BENİ DE HAZİRANA GÖMÜN

"Gece leylâk  ve tomurcuk kokuyor
Üstüm başım, elim yüzüm gazete
Vurmuşum sokaklara
Vurmuşum karanlığa
Uy anam anam
Haziranda ölmek zor!" 

Hasan Hüseyin Korkmazgil

Yaprak dökümü için hazanı beklemeye ne hacet. Dökülmüş birer birer yaprakları haziranda sözün. Ustalar sözleşmişte göç mevsimi olarak sanki haziranı seçmişler gibi. Haziran ay olmaktan çıkıp ben hazanım diye ağıt yakmış adeta.
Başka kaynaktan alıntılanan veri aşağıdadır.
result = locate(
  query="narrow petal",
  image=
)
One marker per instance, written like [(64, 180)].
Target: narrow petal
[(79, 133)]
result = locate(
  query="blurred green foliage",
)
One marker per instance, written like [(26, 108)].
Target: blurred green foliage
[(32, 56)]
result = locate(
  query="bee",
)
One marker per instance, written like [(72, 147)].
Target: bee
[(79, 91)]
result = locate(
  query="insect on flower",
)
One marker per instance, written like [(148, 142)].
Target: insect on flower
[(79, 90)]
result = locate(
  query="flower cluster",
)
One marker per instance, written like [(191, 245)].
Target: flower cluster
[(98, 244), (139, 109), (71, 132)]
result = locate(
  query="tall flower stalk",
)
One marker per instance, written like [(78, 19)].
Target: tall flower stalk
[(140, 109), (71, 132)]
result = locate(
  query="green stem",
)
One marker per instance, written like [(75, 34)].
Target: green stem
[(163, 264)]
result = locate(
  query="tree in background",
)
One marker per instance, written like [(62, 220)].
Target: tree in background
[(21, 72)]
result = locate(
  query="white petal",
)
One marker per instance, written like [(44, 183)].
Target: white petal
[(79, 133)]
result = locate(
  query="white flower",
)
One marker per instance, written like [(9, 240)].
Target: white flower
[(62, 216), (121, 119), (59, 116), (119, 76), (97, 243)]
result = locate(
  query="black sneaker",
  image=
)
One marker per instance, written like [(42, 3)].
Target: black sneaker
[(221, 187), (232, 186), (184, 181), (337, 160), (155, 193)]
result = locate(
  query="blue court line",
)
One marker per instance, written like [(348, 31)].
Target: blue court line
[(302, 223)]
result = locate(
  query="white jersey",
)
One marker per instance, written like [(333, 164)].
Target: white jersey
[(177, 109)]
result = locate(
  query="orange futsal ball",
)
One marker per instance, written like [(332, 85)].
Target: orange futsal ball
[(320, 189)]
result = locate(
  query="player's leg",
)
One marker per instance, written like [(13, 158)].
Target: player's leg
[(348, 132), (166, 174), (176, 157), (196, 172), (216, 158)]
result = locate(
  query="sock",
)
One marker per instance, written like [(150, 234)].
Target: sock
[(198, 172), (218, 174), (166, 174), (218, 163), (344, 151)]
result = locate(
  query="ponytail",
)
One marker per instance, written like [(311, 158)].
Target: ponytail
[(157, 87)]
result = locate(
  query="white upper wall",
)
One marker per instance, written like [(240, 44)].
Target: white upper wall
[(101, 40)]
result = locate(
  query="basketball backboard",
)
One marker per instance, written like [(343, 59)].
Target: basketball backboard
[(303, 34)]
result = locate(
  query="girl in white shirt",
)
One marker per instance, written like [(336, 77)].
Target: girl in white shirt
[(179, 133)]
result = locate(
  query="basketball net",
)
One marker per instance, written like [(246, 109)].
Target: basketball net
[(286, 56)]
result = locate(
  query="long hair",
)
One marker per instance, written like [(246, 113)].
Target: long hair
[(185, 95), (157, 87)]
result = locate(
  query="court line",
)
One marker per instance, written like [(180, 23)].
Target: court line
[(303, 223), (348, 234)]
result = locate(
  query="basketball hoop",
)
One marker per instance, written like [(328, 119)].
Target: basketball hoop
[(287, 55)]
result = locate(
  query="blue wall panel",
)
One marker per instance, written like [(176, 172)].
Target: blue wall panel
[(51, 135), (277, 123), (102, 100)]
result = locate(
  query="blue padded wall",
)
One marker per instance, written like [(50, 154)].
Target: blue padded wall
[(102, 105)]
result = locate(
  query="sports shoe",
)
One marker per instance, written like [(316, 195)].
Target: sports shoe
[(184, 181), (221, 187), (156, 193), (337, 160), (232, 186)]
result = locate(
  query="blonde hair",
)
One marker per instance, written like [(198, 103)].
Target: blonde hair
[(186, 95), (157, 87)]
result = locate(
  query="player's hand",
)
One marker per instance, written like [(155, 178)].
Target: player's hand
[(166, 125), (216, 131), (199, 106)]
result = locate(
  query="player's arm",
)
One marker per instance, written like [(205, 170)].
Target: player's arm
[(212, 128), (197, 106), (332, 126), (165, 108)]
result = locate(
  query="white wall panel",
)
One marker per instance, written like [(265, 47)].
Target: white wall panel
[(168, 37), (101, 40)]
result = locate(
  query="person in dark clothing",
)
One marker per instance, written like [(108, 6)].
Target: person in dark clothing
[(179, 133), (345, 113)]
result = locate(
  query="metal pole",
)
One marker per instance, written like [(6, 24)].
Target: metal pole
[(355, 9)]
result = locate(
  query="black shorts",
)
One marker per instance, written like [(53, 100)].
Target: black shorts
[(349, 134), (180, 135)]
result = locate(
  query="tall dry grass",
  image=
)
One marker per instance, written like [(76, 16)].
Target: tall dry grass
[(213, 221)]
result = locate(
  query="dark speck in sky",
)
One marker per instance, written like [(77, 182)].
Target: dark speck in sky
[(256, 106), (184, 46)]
Mevsimler her dem iklimsel özelliklerini gösterse de bazen duygu ikliminde tersten estirirler rüzgarı. İlkbaharda yeşeren yapraklarla umutlanır, sonbaharda dökülen yapraklarla hüzünleniriz. Yazın bedenimiz gibi ruhumuzun da ısınacağını zanneder, kışın ise üşüyeceğine düşünürüz. Oysa mevsimlerin, ayların bizlere sürprizleri hiç bitmez gün gelir ilkbahar üzebilir bizi, sonbahar da neşelendirebilir. Haziran avaz avaz bağırır gibi, bakmayın siz bana yüreğim çığ altında der gibi...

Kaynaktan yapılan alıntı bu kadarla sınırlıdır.